Ex-Boeing official takes reins at Ford
Alan Mulally, the 61-year-old executive vice president of aerospace company Boeing, will replace 49-year-old Bill Ford as president and chief executive officer at Ford.
"I'm clearly not an automobile person in my experience, but I'm certainly a product designer, and I care deeply about having a viable business,"Mulally said at a new conference. "This is a United States icon, and Boeing is a United States icon, and some people think the United States can't compete in the design of products, and I think we absolutely can."
Under Bill Ford, the country's second-largest company had embarked upon two major restructurings. In its latest move, Ford said in January that it would cut up to 30,000 jobs and close 14 facilities by 2012. The company lost $1.4 billion in the first half of this year.
Is Mulally the right guy to put Ford back on track? Some auto analysts think that his turnaround experience at Boeing--Mulally has been praised as being critical to the resurgence of Boeing's commercial airplanes unit--makes Ford's new restructuring plan more credible.
"Mulally's product and cost reduction focus [through outsourcing] adds capable new blood for a company suffering from both product and cost disadvantages," Citigroup analyst Jon Rogers wrote in a note to clients. But Rogers also raises this caution flag:
Mulally's experience is limited to a 37-year career with a consistently profitable company oriented to low volume products. ... Taking the helm and returning Ford North America to profitability will be a difficult proposition for any leader. Mr. Mulally nearing the end of his career faces little downside if he fails in this pursuit, as he was passed over for the CEO spot at Boeing twice.
Bill Ford, the great-grandson of company founder Henry Ford, will continue serving as chairman of the company's board of directors. That's a risky arrangement, argues John Challenger, head of consultancy at Challenger, Gray & Christmas.

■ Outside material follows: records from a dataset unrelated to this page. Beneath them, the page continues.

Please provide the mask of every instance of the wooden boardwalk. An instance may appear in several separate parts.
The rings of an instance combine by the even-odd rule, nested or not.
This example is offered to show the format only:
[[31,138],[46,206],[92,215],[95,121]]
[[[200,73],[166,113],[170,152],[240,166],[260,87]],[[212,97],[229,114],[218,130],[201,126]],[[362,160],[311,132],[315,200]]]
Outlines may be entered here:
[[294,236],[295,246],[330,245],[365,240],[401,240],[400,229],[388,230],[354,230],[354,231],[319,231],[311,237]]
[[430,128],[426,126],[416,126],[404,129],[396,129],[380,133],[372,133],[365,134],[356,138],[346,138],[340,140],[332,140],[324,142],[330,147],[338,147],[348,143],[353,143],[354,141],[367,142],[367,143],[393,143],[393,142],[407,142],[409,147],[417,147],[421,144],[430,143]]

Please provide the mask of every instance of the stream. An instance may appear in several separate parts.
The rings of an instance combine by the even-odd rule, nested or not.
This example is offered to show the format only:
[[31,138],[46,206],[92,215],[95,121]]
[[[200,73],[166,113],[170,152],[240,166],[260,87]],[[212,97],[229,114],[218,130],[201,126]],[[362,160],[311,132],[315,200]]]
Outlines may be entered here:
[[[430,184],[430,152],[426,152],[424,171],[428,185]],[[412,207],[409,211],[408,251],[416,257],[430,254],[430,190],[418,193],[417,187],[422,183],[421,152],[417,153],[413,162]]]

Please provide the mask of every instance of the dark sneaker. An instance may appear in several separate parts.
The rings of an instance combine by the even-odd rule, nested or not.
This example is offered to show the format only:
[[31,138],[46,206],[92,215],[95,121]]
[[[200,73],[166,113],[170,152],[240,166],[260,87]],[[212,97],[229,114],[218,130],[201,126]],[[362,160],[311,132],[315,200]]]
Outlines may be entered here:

"The question is, Will Bill Ford really be able to step aside when it is his family name on the company?" Challenger asks. "We have seen several examples of CEOs who have stepped down but continue to maintain control. It often ends badly for the replacement CEO." He cites recent corporate power struggles such as the ousting of Viacom CEO Tom Freston by Chairman Sumner Redstone and the departure of Nike CEO Bill Perez, who clashed repeatedly with Phil Knight, the shoe company's chairman and previous CEO.